Alt-Kanzler Schröder kritisiert 96-Ultras "Ihr seid die, die am wenigsten gebraucht werden"

Hannover · Das Verhältnis zwischen Hannover 96 und Teilen seiner Anhänger hat einen neuen Tiefpunkt erreicht. Nun hat sich auch Altkanzler und Aufsichtsratsboss Gerhard Schröder mit drastischen Worten eingeschaltet.

 Altbundeskanzler Gerhard Schröder (SPD) und seine Lebensgefährtin Soyeon Kim sitzen auf der Tribüne in der HDI-Arena.

Altbundeskanzler Gerhard Schröder (SPD) und seine Lebensgefährtin Soyeon Kim sitzen auf der Tribüne in der HDI-Arena.

Foto: dpa, jst

Die miese Stimmung im Stadion, der anhaltende Ärger mit und zwischen den Fans, die ständigen Beschimpfungen von Vereinsboss Martin Kind - Altkanzler Gerhard Schröder hat angesichts der Klima-Katastrophe in Hannover die Faxen dicke. Inmitten der hoch explosiven Gemengelage bei Hannover 96 schießt der Aufsichtsratsboss scharf gegen die Ultras des Klubs.

"Was sich da in der letzten Zeit entwickelt hat, das schadet der Mannschaft, das schadet dem Sport, das schadet dem Ansehen von Hannover 96", sagte Schröder dem Portal "Sportbuzzer": "Ich würde sie nicht Fans nennen, denn das ist eine Beleidigung der wirklichen Fans, die jede Woche zu 96 kommen.

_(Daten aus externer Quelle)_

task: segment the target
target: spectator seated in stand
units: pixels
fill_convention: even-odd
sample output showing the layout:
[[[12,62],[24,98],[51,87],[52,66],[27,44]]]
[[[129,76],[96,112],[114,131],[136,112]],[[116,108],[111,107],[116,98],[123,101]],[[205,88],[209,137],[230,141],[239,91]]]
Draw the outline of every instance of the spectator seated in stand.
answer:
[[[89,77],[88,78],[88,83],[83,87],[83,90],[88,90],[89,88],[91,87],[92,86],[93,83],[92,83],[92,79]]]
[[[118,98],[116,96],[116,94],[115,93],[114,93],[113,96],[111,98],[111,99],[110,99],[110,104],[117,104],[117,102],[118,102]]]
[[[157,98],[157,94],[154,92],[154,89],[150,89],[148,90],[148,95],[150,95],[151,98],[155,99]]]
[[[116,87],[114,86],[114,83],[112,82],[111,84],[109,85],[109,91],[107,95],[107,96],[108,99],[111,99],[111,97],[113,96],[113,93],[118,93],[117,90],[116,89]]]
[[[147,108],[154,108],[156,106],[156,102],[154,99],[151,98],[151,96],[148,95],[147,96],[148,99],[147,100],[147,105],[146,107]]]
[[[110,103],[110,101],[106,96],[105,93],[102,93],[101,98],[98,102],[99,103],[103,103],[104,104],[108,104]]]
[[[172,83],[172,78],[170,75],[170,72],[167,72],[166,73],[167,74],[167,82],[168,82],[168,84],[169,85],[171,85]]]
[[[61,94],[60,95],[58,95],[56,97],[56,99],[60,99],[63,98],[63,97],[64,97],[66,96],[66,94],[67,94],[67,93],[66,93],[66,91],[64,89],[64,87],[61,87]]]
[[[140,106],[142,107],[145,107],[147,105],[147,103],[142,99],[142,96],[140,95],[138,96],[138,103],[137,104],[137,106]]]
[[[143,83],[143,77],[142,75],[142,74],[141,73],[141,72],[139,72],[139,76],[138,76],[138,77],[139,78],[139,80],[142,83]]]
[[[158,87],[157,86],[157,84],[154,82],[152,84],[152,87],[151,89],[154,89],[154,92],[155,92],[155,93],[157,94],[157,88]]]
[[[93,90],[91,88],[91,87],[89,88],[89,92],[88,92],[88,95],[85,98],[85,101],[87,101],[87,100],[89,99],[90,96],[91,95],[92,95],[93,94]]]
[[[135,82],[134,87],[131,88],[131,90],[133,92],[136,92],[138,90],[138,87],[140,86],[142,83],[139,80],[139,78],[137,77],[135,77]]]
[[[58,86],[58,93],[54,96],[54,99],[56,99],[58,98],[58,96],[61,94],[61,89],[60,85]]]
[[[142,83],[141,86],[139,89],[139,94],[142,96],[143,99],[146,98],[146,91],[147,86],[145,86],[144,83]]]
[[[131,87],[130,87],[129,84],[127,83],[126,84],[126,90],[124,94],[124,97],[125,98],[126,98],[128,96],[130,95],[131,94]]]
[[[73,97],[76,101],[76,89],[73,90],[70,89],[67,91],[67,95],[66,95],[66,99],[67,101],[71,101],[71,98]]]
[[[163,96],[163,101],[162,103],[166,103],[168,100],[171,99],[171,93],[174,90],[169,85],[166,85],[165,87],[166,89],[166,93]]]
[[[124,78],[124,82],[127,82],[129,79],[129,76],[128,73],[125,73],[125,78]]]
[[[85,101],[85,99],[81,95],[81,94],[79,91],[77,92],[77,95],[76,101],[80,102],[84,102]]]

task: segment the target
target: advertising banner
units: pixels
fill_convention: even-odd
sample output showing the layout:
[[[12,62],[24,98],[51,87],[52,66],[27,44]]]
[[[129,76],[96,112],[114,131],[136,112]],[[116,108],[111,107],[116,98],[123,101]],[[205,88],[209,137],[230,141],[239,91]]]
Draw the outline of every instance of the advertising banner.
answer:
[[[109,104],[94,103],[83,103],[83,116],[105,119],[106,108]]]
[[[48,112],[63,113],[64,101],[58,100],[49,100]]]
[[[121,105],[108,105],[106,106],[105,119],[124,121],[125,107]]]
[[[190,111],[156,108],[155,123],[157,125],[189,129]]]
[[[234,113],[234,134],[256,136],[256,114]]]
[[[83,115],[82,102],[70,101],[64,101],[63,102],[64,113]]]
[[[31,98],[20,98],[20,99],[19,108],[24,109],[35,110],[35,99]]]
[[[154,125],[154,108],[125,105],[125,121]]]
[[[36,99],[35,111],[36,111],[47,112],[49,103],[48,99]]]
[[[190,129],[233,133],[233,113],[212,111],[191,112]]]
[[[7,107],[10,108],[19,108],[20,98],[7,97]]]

Die, die man gegenwärtig Ultras nennt, sind eine ärgerliche Randerscheinung."

Lange hatte der 73-Jährige zur aktuellen Situation geschwiegen, nun wandte er sich mit drastischen Worten direkt an die Gegner von Vereinspräsident Kind: "Ihr seid die, die am wenigsten gebraucht werden. Weil ihr der Mannschaft nicht helft und ihr Unruhe in den Verein bringt."

Damit hat der Zoff in der niedersächsischen Landeshauptstadt endgültig eine neue Stufe erreicht. Denn zuvor hatte schon Kind Konsequenzen gegen die unliebsamen Fans angedeutet. "Wir haben Ideen, die wir intensiv diskutieren", sagte er dem Fachmagazin kicker (Montag). Konkrete Maßnahmen oder Verbote nannte der Unternehmer nicht. "Es macht keinen Sinn, vorschnell Entscheidungen zu treffen, die dann einer Rechtsprüfung nicht standhielten." Spätestens zur neuen Saison dürfte es bei 96 eine neue "Ultra-Strategie" geben.

Die Situation in Hannover verwundert - zumindest auf den ersten Blick. Sportlich liegt das Team von Trainer Andre Breitenreiter mit 32 Punkten voll im Soll, und auch wirtschaftlich gibt es kein Grund zum Klagen. Doch die Fans der Roten haben sich im Kampf gegen die Abschaffung der 50+1-Regel mit Kind ein persönliches Feindbild geschaffen.

Weil das Kluboberhaupt sich als klarer Gegner der Investorensperre im deutschen Fußball positioniert hat und lieber heute als morgen die Mehrheit bei den Niedersachsen übernehmen will, ist das Verhältnis zwischen ihm und vielen organisierten Fans seit Jahren gestört.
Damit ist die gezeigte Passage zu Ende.